In respect of each Material Saracen Facility, either consent to or waiver of any change of control, merger, amalgamation, scheme of arrangement, delisting from ASX or similar provisions and any restriction on paying the Saracen Dividend existing in that Material Saracen Facility has been given to Saracen or a standstill agreement has been entered into between Saracen and the counterparty to that Material Saracen Facility, or Saracen has prepaid and cancelled all facilities under that Material Saracen Facility and the Court order approving the Scheme under section 411(4)(b) of the Corporations Act is lodged with ASIC. Transaction is unanimously recommended by the Board of Saracen and Northern Star subject to no superior offer. As on November 25, 2020, all Northern Star financier consents and Material Saracen Facilities and Relevant Agreements consents required are now obtained. As on December 9, 2020, The Supreme Court of Western Australia has passed following orders- i) Saracen convene a meeting of Saracen shareholders to consider and vote on the Scheme and ii) approving the dispatch of an explanatory statement providing information about the Scheme and notice of the Scheme Meeting. The Scheme Meeting, at which Saracen shareholders will vote on the proposed merger, will be held on January 15, 2021. Saracen and Northern Star confirmed that the Scheme Booklet has today been registered with the Australian Securities and Investments Commission. The Scheme Booklet will be dispatched to Saracen shareholders by Tuesday, December 15, 2020. As on January 15, 2021, shareholders of Saracen Mineral Holdings Limited approved this transaction. As on February 2, 2021, the Supreme Court of Western Australia approved the scheme. The Scheme will become effective on the date upon which the office copy of the order of the approving the Scheme is lodged with ASIC or such earlier date as the Court determines or specifies in the order. Transaction is expected to close on February 12, 2021. Record date for transaction is February 5, 2021. As on November 25, 2020 the transaction is expected to close in February, 2021. As on December 10, 2020, the scheme Implementation Date is February 12, 2021. The second court hearing is expected to be held on February 2, 2021. As of February 2, 2021, the scheme is expected to become legally effective of February 3, 2021. The transaction is highly accretive.

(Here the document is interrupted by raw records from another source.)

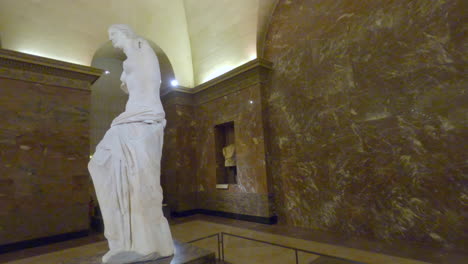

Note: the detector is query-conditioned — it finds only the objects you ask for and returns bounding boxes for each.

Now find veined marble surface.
[265,0,468,251]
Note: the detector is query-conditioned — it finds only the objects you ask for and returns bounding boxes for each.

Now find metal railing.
[187,232,365,264]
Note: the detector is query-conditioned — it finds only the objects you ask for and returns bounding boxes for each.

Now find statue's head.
[108,24,137,49]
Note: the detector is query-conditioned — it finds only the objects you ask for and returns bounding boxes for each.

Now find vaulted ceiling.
[0,0,277,87]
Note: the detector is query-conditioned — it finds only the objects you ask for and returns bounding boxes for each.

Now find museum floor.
[0,215,468,264]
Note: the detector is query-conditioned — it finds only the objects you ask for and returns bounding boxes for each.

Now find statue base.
[66,240,216,264]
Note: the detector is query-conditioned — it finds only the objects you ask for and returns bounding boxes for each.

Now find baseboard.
[171,209,278,225]
[0,229,89,254]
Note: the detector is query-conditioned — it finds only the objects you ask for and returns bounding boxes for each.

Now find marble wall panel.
[0,78,90,244]
[264,0,468,250]
[162,64,273,217]
[196,84,271,217]
[161,102,197,211]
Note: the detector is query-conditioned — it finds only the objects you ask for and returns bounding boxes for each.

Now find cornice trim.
[171,58,273,94]
[0,49,103,89]
[161,58,273,105]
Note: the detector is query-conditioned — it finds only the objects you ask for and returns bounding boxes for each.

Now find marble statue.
[88,25,174,263]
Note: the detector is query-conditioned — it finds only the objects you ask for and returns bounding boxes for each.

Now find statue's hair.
[107,24,138,39]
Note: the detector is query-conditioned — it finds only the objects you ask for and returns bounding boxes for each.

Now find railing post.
[216,233,221,260]
[221,232,224,261]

Sternship Advisers Pty Ltd. acted as financial advisor and Antonella Pacitti, Roger Davies, Lorenzo Pacitti, Gaelan Cooney and Catherine Pedler of Ashurst Australia acted as legal advisors for Northern Star. Macquarie Group Limited (ASX:MQG) acted as financial advisor and James Stewart, Michael Bowen, Alex Jones, Rhys Davies, Rhys Davies, Roger Hawkins, Kirsty Hall and Tarrant Sewell of DLA Piper Australia Pty Ltd acted as legal advisors for Saracen. Pricewaterhousecoopers Securities Limited acted as accountant to Saracen Mineral Holdings Limited.

Saracen Mineral Holdings Limited will pay financial advisory fees between AUD13.4 million to AUD 15.4 million, legal fees of AUD 1.7 million, tax and accounting advisory fees of AUD 0.36 million ,due diligence and valuation fees of AUD 0.41 million, Independent Expert of around AUD 0.3 million, fees of the Independent Technical Specialist of around AUD 0.32 fees of the Investigating Accountant of around AUD 0.05 million. Northern Star estimates that it will incur financial advisory fees of between AUD 1.2m to AUD 2.1 million, legal advisory fees of between AUD 1.25 million to AUD 1.5 million and accounting and taxation advisory fees of AUD 0.25 million.

Northern Star Resources Limited (ASX:NST) completed the acquisition of Saracen Mineral Holdings Limited (ASX:SAR) in merger of equals transaction on February 3, 2021. Saracen Mineral Holdings Limited will cease trading on the Australian Stock Exchange on February 3, 2021.